A senior government official told Dawn that it has been decided to link the profitability of gas utilities — Sui Northern Gas Pipelines Limited (SNGPL) and Sui Southern Gas Company Limited (SSGCL) — with Karachi Interbank Offered Rate (Kibor).
The Oil and Gas Regulatory Authority (Ogra) has been asked to work out how the profitability of these companies could be adjusted with the Kibor. The Ogra is currently in the process of benchmarking rate of returns on assets and equity of the gas companies and their linkage with Kibor to allow reasonable profits to the prospective buyers of the gas companies.
At present, the SNGPL and SSGCL are allowed 17.5 per cent and 17 per cent guaranteed rate of return on assets respectively under federal government’s covenant with the World Bank. This did not provide any practical incentive to the gas companies to be efficient.
Similarly, the gas utilities would not be required to subsidize various categories of natural gas consumers particularly fertilizer feedstock and majority of domestic consumers. Instead, the government would provide subsidy to these consumer groups out of federal and provincial budgets.
Moreover, the companies would not be responsible for providing gas connections to commercially unviable consumers in the far-flung areas. The government would extend finances to the gas companies for such expenditure for new connections in remote areas of the country as part of its social responsibility.
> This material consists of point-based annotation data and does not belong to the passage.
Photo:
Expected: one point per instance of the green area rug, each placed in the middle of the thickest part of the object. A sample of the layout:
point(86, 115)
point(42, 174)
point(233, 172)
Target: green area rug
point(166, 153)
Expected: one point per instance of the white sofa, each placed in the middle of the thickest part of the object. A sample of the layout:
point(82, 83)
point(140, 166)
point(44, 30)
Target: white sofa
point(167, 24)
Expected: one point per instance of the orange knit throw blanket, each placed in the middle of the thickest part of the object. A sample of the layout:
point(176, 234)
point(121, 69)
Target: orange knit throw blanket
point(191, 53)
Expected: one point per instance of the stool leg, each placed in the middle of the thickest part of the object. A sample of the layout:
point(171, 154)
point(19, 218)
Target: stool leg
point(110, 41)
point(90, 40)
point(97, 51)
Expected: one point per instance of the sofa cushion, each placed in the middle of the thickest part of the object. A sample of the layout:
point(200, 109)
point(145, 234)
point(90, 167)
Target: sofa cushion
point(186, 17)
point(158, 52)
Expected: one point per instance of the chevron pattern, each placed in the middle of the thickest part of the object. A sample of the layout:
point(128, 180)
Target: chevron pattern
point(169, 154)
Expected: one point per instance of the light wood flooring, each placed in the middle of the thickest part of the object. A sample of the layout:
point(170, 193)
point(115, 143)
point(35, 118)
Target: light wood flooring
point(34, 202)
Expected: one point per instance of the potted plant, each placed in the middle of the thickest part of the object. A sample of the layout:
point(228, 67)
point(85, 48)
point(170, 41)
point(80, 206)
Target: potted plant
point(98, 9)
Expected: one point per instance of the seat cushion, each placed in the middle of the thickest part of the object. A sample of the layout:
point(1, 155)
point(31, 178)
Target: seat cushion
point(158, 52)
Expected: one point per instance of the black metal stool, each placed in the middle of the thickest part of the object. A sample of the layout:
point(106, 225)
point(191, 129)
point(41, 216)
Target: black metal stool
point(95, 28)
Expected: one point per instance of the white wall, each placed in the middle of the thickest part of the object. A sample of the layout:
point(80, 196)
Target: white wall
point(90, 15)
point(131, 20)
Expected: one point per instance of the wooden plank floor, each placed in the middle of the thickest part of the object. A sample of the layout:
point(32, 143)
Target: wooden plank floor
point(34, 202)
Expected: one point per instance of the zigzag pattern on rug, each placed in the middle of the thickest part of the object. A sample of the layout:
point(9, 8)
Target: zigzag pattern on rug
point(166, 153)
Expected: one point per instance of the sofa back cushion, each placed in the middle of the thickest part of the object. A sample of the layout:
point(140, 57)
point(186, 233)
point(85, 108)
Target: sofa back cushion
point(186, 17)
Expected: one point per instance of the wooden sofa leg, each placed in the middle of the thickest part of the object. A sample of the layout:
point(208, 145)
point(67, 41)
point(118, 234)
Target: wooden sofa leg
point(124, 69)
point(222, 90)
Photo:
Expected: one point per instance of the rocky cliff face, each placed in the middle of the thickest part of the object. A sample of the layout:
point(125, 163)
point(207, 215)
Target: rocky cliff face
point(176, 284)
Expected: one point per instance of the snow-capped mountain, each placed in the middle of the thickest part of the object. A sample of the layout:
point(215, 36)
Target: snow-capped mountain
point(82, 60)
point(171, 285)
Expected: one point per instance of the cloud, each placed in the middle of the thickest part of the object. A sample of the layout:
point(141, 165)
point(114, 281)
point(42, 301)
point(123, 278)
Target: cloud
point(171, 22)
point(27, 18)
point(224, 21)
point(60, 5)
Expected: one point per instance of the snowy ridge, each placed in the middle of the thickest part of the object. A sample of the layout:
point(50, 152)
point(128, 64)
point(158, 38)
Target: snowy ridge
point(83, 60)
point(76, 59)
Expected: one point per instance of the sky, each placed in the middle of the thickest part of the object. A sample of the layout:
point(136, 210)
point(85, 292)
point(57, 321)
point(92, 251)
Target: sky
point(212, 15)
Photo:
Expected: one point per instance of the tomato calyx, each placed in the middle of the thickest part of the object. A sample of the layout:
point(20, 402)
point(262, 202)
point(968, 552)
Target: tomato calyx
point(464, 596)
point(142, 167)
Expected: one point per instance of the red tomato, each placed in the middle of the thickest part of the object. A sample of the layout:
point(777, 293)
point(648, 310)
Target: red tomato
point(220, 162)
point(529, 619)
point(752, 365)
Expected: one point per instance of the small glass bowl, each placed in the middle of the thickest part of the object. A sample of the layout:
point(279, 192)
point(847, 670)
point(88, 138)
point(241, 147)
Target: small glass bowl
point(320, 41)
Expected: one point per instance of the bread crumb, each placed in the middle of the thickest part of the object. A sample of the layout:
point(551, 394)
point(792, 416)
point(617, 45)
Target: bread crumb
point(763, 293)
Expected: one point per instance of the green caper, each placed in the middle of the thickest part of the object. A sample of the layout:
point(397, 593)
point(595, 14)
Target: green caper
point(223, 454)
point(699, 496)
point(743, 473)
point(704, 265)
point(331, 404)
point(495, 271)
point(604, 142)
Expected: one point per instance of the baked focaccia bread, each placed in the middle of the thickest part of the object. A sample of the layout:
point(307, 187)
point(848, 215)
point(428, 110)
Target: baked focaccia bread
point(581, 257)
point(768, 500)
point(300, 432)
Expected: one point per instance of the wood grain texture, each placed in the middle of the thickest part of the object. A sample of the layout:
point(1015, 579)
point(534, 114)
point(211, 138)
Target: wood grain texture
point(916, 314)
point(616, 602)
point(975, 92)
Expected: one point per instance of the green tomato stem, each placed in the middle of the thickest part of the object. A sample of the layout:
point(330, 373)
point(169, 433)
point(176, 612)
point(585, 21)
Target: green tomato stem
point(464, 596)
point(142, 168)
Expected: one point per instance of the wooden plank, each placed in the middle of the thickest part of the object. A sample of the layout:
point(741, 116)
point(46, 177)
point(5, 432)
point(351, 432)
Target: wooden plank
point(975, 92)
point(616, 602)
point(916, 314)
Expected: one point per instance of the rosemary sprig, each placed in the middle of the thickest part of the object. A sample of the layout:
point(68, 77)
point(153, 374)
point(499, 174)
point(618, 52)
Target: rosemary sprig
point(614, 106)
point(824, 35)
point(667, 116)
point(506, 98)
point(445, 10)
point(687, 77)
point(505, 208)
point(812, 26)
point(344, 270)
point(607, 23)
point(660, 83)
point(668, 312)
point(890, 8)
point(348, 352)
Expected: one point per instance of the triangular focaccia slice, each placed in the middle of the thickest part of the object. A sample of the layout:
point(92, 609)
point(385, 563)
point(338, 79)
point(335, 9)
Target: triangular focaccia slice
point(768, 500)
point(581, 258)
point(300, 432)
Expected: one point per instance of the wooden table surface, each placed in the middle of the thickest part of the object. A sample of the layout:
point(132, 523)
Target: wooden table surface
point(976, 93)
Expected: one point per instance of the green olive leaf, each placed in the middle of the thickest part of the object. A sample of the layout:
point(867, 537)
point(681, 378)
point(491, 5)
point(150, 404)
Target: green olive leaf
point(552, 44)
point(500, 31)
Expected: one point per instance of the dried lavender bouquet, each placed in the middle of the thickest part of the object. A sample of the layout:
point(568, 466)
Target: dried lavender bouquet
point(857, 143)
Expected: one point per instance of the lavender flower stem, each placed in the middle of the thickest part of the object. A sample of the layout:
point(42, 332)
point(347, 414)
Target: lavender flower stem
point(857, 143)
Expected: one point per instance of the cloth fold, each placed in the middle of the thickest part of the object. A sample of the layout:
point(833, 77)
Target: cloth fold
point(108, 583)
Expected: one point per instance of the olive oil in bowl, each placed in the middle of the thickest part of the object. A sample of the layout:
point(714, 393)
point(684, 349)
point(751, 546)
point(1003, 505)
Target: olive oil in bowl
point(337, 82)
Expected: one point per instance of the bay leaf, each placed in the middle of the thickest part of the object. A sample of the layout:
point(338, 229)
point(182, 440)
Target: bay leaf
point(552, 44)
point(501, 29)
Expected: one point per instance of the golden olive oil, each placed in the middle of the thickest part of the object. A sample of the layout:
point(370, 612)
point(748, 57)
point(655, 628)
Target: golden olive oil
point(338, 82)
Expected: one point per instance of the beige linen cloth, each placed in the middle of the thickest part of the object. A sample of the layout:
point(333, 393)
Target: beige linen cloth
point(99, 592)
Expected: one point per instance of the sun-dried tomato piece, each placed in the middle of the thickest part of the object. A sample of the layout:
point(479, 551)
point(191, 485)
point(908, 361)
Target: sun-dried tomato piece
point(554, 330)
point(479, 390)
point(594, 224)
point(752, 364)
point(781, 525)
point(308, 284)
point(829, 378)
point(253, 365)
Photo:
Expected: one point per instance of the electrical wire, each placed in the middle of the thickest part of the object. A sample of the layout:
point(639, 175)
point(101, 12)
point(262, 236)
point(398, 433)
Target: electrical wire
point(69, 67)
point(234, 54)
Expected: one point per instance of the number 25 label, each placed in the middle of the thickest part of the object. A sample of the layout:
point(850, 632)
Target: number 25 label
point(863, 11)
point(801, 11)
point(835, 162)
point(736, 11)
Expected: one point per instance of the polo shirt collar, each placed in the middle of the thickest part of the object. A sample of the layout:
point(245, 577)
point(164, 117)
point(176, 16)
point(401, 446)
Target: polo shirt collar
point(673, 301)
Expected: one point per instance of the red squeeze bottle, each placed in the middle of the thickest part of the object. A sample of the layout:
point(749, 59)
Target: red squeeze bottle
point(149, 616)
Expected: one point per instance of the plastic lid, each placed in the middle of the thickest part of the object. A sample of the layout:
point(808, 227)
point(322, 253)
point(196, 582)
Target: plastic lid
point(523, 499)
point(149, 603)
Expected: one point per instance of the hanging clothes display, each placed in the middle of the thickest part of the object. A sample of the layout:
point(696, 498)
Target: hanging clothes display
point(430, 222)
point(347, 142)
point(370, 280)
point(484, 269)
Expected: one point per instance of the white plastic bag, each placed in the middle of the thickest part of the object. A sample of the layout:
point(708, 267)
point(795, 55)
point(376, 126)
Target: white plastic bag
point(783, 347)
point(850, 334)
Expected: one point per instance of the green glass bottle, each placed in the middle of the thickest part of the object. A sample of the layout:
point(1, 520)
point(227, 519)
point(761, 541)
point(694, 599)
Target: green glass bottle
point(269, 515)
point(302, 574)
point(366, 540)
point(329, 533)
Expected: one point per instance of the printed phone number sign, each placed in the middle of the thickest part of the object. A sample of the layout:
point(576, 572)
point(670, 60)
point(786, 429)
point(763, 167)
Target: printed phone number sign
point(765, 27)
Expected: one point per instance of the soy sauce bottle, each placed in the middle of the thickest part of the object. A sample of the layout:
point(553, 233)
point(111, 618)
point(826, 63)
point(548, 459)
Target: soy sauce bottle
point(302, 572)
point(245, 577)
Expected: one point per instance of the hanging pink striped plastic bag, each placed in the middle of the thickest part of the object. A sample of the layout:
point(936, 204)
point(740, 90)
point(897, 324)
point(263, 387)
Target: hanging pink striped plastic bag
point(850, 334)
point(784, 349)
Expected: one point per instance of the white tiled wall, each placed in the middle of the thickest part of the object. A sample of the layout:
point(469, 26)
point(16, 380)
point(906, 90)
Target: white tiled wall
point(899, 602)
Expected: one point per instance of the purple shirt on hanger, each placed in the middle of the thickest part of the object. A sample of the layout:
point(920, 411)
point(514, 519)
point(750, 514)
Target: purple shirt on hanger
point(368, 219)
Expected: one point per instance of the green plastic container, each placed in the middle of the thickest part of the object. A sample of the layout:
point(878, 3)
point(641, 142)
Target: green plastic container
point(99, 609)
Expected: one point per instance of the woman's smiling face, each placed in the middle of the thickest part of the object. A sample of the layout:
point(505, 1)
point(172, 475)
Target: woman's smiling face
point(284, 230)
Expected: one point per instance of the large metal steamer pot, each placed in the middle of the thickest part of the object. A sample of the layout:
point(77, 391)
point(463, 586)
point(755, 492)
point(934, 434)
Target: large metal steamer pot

The sources said that the government was also considering setting up of a universal access fund to maintain subsidized gas rates for domestic and fertilizer consumers. As a result, the tariff rates for industrial and commercial consumers would stabilize at the current level.
This would provide comfort level to the private sector buyers of the gas utilities to concentrate on their commercial objectives and expand their system.
The domestic lifeline consumers using less than 100 mmcfd (million cubic feet per day) per month are highly subsidized. Similarly, the fertilizer companies are provided with subsidized feedstock for 10 years under the national fertilizer policy.
This is part of a package the government would introduce shortly before privatizing twin gas utilities. The government plans to privatize the two companies before September 2006 and is currently in the process of soliciting interests from local and international firms.
The government had hired the services of external consultants to recommend as to how to restructure the consumer tariff and balance sheets of SSGCL and SNGPL to attract quality investors for the sale of 51 per cent shares along with management control of the two utilities.